Jones and colleagues from institutes affiliated with Sainsbury Lab developed the new type of potato from the Desiree variety, a popular potato in the U.K. with smooth red skin and yellow flesh. In their original state, Desiree potatoes have hundreds of resistance genes, but the late blight pathogen finds ways of circumventing those barriers.

The researchers found genes from Solanum potatoes, a wild relative of the Desiree in South America that enable the growing of plants to better recognize the late blight invaders and trigger their natural resistance mechanisms. Natural cross-breeding techniques, say the authors, are difficult, slow, and prone to failure. Jones notes in a Sainsbury statement that “by the time a gene is successfully introduced into a cultivated variety, the late blight pathogen may already have evolved the ability to overcome it.”

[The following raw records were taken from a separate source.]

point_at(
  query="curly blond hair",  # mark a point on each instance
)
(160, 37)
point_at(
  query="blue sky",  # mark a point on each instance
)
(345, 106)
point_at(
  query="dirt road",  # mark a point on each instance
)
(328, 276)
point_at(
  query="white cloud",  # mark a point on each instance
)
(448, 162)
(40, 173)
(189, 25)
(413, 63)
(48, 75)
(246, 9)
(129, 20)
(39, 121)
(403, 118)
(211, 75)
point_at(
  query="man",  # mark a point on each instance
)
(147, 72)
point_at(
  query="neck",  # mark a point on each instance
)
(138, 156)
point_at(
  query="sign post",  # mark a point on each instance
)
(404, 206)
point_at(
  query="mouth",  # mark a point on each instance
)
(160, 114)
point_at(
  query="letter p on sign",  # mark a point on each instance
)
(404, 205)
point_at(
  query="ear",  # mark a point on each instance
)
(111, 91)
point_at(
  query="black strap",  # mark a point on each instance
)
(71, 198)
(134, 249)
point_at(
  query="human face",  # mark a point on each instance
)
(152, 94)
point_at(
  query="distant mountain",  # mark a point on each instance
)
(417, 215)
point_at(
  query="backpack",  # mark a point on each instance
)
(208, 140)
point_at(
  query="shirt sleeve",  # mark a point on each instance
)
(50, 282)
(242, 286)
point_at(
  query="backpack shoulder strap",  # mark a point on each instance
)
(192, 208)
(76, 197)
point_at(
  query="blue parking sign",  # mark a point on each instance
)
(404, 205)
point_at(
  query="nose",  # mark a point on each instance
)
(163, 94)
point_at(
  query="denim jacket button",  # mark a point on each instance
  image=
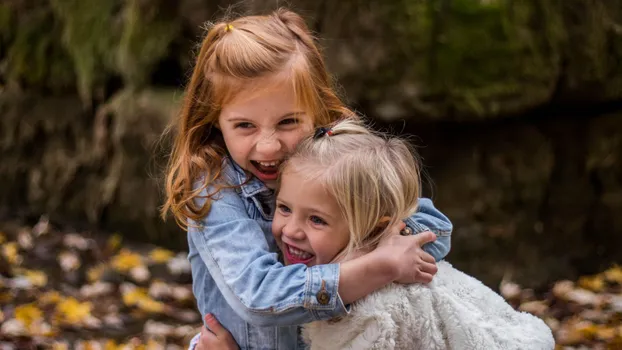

To create the new transgenic variety, Jones and colleagues isolated the genes with the desirable resistance qualities from Solanum potatoes and introduced them to the Desiree variety. The team then grew transgenic plants for three years in potato fields. Each year, they planted 192 genetically modified plants, and surrounded them with non-modified Desiree and Maris Piper potatoes, another popular variety.

The researchers did not infect the test plants, but instead let the pathogen find the plants on its own. In the last year (2012), the Norwich region experienced a wetter than normal summer, providing ideal conditions for late blight to infect the plants; the previous two years were dryer and thus less favorable to the pathogen.

The trials showed the transgenic plants were completely resistant to late blight and with all of them surviving attacks from the pathogen. Non-modified potatoes, however, were all found infected with late blight. Transgenic varieties also had higher yields of 6 to 13 kilograms of tubers per blocks of 16 plants, compared to 1.6 to 5 kilograms per 16 non-modified plants.

One consequence of the new transgenic potato variety is a reduced need to spray for late blight. The authors say that European farmers spray pesticides on their potato fields as many as 15 times a season to kill late blight, which could be sharply reduced through a strategy of genetic control instead of chemical control.